Un médicament anti-reflux pris par des millions de Français pourrait compromettre l’efficacité de certains traitements contre le cancer. Le professeur Jean-Luc Raoul, oncologue, révèle qu’un patient sur quatre sous traitement anticancéreux consomme ces inhibiteurs de la pompe à protons. Une interaction médicamenteuse méconnue qui soulève des questions urgentes sur la prise en charge des patients.

Une menace invisible plane sur des milliers de patients atteints…

L’Alerte D’un Oncologue Sur Une Interaction Médicamenteuse Méconnue
Une menace invisible plane sur des milliers de patients atteints de cancer en France. Le professeur Jean-Luc Raoul, oncologue médical à Saint-Herblain, vient de révéler une interaction dangereuse entre certains traitements anticancéreux et des médicaments parmi les plus prescrits dans l’Hexagone. Son constat, issu d’une étude prospective publiée en juillet 2024, est sans appel : ces molécules, pourtant considérées comme anodines, compromettent directement les chances de survie des malades.
Les inhibiteurs de la pompe à protons, ces médicaments administrés contre les brûlures d’estomac et le reflux gastro-œsophagien, sont au cœur de cette alerte sanitaire. Ils sont fréquemment prescrits en complément des chimiothérapies pour soulager les troubles digestifs. Mais leur effet secondaire demeure largement ignoré : ils réduisent l’efficacité des traitements ciblés et de l’immunothérapie, deux piliers des protocoles modernes contre le cancer.

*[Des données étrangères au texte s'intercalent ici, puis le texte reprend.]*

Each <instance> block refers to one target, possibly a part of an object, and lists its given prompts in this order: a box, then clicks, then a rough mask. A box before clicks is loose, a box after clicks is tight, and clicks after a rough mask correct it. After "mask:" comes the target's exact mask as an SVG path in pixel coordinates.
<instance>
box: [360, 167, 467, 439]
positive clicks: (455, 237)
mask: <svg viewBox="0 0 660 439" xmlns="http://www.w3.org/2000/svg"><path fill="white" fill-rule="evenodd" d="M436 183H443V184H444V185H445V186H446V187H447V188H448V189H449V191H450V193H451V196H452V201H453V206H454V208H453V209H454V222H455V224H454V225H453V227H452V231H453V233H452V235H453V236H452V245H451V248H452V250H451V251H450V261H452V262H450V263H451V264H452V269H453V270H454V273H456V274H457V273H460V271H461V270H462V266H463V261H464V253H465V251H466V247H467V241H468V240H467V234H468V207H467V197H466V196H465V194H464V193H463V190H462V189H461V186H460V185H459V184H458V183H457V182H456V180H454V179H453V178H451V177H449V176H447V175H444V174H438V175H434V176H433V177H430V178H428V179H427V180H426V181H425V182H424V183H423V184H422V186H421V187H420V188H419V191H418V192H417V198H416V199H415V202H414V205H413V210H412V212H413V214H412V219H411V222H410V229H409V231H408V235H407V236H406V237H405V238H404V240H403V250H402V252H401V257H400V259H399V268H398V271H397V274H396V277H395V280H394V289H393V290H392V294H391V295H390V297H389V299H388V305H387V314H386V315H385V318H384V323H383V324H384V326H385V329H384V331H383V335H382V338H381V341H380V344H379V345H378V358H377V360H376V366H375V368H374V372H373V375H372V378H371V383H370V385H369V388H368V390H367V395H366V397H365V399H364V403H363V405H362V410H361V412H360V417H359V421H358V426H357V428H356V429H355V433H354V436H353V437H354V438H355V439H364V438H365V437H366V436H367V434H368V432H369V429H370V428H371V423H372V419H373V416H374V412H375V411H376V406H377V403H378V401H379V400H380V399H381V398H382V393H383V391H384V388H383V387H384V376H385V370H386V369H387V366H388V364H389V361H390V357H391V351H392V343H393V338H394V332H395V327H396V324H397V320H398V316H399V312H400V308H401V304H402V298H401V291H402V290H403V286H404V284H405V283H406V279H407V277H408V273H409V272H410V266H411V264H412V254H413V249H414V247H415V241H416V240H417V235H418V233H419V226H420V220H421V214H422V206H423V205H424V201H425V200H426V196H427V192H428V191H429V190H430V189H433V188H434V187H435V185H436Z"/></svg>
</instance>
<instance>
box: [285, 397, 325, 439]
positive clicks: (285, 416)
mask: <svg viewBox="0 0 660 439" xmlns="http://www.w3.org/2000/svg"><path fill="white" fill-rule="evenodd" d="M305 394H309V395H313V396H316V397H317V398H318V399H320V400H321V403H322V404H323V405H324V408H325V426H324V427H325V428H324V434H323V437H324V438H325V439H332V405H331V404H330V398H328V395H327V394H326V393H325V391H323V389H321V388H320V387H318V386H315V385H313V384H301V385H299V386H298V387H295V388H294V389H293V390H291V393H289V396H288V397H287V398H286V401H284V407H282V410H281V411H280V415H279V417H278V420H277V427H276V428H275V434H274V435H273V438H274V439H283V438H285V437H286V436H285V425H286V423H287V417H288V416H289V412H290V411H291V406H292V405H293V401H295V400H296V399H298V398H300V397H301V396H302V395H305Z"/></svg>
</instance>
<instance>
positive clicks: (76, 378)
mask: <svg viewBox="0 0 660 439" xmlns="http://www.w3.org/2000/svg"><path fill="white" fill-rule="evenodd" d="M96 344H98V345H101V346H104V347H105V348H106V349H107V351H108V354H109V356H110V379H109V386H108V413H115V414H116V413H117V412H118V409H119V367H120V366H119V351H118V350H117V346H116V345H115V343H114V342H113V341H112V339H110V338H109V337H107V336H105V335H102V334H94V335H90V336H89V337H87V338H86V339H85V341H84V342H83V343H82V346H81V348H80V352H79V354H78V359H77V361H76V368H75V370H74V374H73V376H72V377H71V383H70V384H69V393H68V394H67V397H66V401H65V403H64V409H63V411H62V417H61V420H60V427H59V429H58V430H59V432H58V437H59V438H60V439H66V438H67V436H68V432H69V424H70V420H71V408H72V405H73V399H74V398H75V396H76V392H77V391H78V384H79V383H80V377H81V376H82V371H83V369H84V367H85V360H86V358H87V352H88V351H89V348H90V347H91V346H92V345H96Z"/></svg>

« Il y a un fort risque de diminution de l’efficacité de plusieurs traitements anticancer et donc un impact sur la survie des patients », prévient le professeur Raoul dans une interview accordée à Ouest-France. Cette déclaration soulève une question critique : combien de patients voient leurs chances de rémission diminuer à cause d’une prescription de confort, censée améliorer leur qualité de vie ? L’ampleur du phénomène reste à documenter, mais l’urgence d’agir s’impose déjà.